Mescid-i Aksa ve oradaki Müslümanlar yine zor günler yaşıyor. İslam dünyasının ve orta doğunun içinde bulunduğu acı durumu siyonist terör rejimi çok iyi değerlendiriyor, hiç bir fırsatı kaçırmıyor, zaaflarımızı hiç mi hiç affetmiyor. Katliamlarına yenilerini ekliyor, kuşatma çemberini daha da daraltıyor.
Bu anlamda israil altın çağını yaşıyor diyebiliriz. Bakalım bu altın çağ ne kadar sürecek? Unutmayalım bu bizim elimizdedir.
Mescid-i Aksa için ayağa kalkmaya, bir şeyler yapmaya çalıştığımız şu günlerde görüyoruz ki siyonist rejimden önce varıp Mısır duvarına tosluyoruz, Sisi yönetimini karşımızda buluyoruz. Kuracağınız bütün planlar ve hesaplarda mutlaka ve mutlaka önümüze Mısır çıkıyor.
Artık Kudüs önlerindeki en büyük engelimiz isralden önce Mısır`dır. Mısır`ı kaybetmekle çok şey kaybettiğimizi şimdi daha iyi anlıyoruz. Gerçi Mısır`ı tam olarak kazanamamıştık.
Filistin`de bir şeyler yapabilmemiz, Gazze`nin imdadına yetişebilmemiz için yolumuz kesinlikle Mısır`dan geçiyor.
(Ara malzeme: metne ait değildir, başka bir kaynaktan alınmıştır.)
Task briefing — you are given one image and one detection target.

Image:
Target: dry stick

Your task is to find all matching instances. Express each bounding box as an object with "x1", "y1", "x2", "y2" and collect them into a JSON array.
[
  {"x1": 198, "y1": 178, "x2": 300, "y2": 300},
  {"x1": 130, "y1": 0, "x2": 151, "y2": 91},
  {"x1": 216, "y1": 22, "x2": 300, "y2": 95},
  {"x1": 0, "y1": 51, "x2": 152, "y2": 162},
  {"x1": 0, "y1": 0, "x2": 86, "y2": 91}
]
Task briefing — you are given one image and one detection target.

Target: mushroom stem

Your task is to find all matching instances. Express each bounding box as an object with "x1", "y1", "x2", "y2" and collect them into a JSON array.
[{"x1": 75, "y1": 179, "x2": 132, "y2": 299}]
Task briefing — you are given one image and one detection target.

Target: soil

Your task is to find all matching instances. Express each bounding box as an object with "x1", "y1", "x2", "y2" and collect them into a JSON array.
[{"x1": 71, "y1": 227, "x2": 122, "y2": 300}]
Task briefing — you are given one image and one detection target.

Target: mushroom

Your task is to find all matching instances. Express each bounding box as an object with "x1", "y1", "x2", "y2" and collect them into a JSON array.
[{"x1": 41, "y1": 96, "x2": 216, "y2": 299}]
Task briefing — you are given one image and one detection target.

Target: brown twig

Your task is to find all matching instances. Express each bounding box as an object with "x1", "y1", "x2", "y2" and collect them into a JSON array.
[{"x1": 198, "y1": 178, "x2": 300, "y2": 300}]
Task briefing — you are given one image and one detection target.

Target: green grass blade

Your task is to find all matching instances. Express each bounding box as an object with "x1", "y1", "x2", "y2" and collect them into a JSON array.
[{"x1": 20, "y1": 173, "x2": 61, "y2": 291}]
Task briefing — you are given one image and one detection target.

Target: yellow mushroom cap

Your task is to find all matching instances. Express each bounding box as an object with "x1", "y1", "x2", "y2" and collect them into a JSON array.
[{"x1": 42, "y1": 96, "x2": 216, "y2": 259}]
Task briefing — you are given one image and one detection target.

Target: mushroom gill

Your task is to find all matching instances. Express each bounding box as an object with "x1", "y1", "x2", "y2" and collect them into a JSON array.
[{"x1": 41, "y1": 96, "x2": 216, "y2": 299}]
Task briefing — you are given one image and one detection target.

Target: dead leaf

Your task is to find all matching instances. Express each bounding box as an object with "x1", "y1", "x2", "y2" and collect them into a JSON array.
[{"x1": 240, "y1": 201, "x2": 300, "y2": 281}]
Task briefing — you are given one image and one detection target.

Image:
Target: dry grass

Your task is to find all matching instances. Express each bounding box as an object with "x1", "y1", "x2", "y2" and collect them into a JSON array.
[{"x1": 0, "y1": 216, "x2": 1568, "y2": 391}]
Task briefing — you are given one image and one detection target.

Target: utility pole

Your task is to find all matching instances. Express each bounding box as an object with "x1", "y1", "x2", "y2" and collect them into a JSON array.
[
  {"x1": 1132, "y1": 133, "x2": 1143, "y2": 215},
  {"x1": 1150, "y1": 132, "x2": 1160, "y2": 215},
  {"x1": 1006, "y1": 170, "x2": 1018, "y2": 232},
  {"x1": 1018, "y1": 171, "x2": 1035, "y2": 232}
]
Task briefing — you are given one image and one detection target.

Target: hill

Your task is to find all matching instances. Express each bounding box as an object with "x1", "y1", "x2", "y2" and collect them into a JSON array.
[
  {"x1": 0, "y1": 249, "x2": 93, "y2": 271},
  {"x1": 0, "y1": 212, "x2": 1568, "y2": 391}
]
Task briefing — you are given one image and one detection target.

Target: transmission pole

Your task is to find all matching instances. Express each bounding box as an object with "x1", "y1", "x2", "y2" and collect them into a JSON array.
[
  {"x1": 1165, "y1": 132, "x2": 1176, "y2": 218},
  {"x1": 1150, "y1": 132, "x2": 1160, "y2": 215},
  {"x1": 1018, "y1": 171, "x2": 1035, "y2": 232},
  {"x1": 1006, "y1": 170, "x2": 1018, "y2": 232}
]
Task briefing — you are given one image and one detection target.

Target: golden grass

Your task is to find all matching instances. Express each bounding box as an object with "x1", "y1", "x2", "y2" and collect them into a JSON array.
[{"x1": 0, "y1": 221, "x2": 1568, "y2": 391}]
Anlıyoruz ki siyonist rejim Sisi ile kendisini ikinci bir güvenlik duvarının gerisine almıştır.
Sisi kukla rejimi ayakta durduğu müddetçe Müslümanların Filistin için yapabilecekleri fazla bir şey yoktur veya pek azdır. Sisi bizzat bunun için vardır.
Fakat Mısır cephemiz kaybetmiş olmamıza rağmen bugün yeniden kazanma ihtimalimizin en güçlü olduğu bir cephedir. Körfezin hain kralları ve bütün bir emperyalist dünyanın destekliyor olmasına rağmen onların en zayıf karınlarınn Sisi olduğuna inanıyorum. Sisinin oturduğu yerin hiç de sağlam olmadığı gün gibi aşikârdır. Allah`ın izniyle kulağımız seste, her an bir hayırlı haber gelebilir.
Mısırlı Müslümanların uzun müddet Sisi`ye tahammül etmeyeceğini, Allah`ın izniyle alaşağı edeceğine inanıyorum. Mısırlı Müslümanların bu güce, bu potansiyele sahip olduklarına inanıyorum.
Sisi denilen uşağın devrilmesiyle İslam aleminde çok şeyin değişeceği, emperyalizmin hesaplarının büyük oranda bozulacağı, dengelerin değişeceği herkes tarafından bilinmektedir ve zaten bunun için şer cephesi bütün gücüyle desteklemektedir.
Fakat her şeye rağmen Müslümanlar için en kolay kazanılacak zaferlerden birisi olacaktır inşaallah.
Mısır`ı kazanmak Mescid-i Aksa`yı kazanmaktan daha kolay ve hem de öncelikli olacaktır.
Aslında başta Türkiye olmak üzere İslam âleminde olup bitenler hep bir birleriyle bağlantılıdır, zincirleme reaksiyona tabidir. Bunu biz de biliyoruz, emperyalizm de biliyor, özellikle işgal rejimi de biliyor. Allah korusun bir cephe kaybettiğinde çorap söküğü gibi artık yenilgiler peş peşe geleceği gibi, zaferler de peş peşe gelecektir inşaallah.
İslam âlemi bir bütün olmasına rağmen bazı cephelerde yoğunlaşmak akıllıca bir iş olacaktır.
Mısır cephemizde yoğunlaşmalıyız. Kudüs için, Mescid-i Aksa için. Ülke olarak, cemaatler ve Müslüman bireyler olarak neler yapabileceğimizi gözden geçirmeliyiz.
Söylediklerimiz, şimdi Mescid-i Aksa için bir şey yapmayalım, sadece Mısır için yapalım anlamına gelmiyor. Allah`ın izniyle Mecid-i Aksa için yapacaklarımız aynı zamanda Mısır için yapılmış olacaktır.